752 霧崎=有田郡湯浅町大字栖原(和歌山県)明恵上人の紀州八所のうち白上遺跡につながる岬 [岬めぐり]
“明恵紀州遺跡率都婆”という∴史跡マークは、明恵(みょうえ)上人の紀州八所遺跡のすべてにつけられている。それが、湯浅町のこの霧崎の近くにもある。
この世のあらゆるものを全宇宙的規模で捉えようとし、互いの連携と共有がそれぞれに作用しあいながら成り立っているという根本思想をもつ華厳宗の中興の祖とされる明恵上人が生まれたのが、有田川の中流域に少し入ったところの金屋で、現在の有田川町である。
少年の頃、京に上り文覚の弟子になるが、20代の時期には高尾の神護寺をいったん出て、故郷に帰って修行を続けている。その修行と布教に縁の地である八か所が、明恵紀州八所遺跡と称されていて、それが史跡マークで示されているのだ。
しかし、地図の“率都婆”というのが、どうもしっくりこない。
元来は、お釈迦様の墳墓を指すが、日本では墓にある先をギザギザにし経文を書いた細長い板をいうことが多いからだ。調べてみると、確かに最初に立てられたのは「木製の率塔婆」であった。それが朽ちてきたので1345(興国6)年に、勧進によって御影石をもってこれに代えたという文化庁の記録があることがわかった。また、だんだんと率都婆の意味も変わって、墳墓というよりも記念碑としての性格をもつようになったようだ。
国指定史跡になったのは、1931(昭和6)年で、その場所は歓喜寺、筏立、糸野、船坂(有田川町)、西白上、東白上(湯浅町)、星尾(有田市)である。あれ、7か所しか見つからないけど…。現存するのはこれだけらしい。
このうち、前項で紹介したのが有田市の星尾で、この項の霧崎の出っ張りに続く東の峰にあるのが湯浅町の二つ。栖原の集落の上にある施無畏寺も縁の寺で、そこからちょっとした山に登ったところが西白上、東白上の遺跡であるという。
霧崎の南西には、毛無島、苅藻島という名のいくつかの岩島が散らばっている。ここにも、この海の水はどこに通じているかを考えた、明恵上人らしい逸話が残っている。
修行で何度も行った刈藻島に「島殿へ」と、無人島に宛てて手紙をしたため、それを弟子に届けさせたというのである。困っている弟子に、大声で手紙を持ってきたといってそこらの岩の上に捨ておいてくればいいのだと言い、このことは誰にも言わなくていいからと指示したという。

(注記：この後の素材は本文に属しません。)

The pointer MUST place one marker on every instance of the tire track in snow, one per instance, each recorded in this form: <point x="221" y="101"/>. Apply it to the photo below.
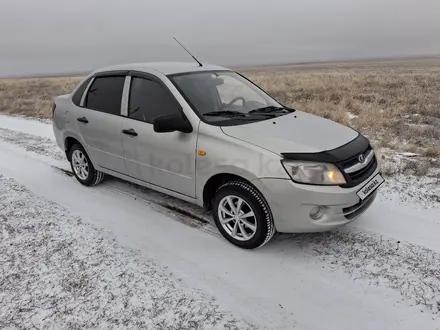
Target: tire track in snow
<point x="413" y="270"/>
<point x="57" y="272"/>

なぜ、内緒の話が現在に伝わっているかといえば、その弟子が手紙を捨てずに持ちかえっていたからという。
そのほかにも、自分がみた夢の記憶を逐一書き留めていることでも知られているし、天竺までの行程を自分で計算したり、苅藻島の西の鷹島から持ち帰った石を神護寺に残すなど、どうも理系的な人だったようだ。
僧位、僧官をいっさい受けることなく、一宗一派にもこだわらずに自己の修行を修めようとした高潔な僧であった明恵は、鎌倉仏教各派と高僧が華やかに台頭する時代にあっても、独特の人だったらしい。
霧崎と端崎の間に海を見渡す栖原の修行場は、風光明媚な場所であろうと想像される。上人自身が、西白上の峰では「波の音や漁の声が聞こえてきて騒がしい」と東白上の峰に移ったりしているのだが、標高160メートルほどの小山の上では、海岸近くの集落や漁をする人の声などが、風に乗って山まで聞こえてきたはずである。
でんでんむしにも、瀬戸内海の海辺の山で、遠くの海の声が意外によく聞こえたという記憶がある。
明惠? そんなん知らんがなという人でも、昔の教科書などには山の中で二股にわれた木の上で端然と座している坊さんの絵が載っているのを見ているはずである。あれが、高山寺所蔵の国宝、「明恵上人樹上座禅像」で、その人の肖像画である。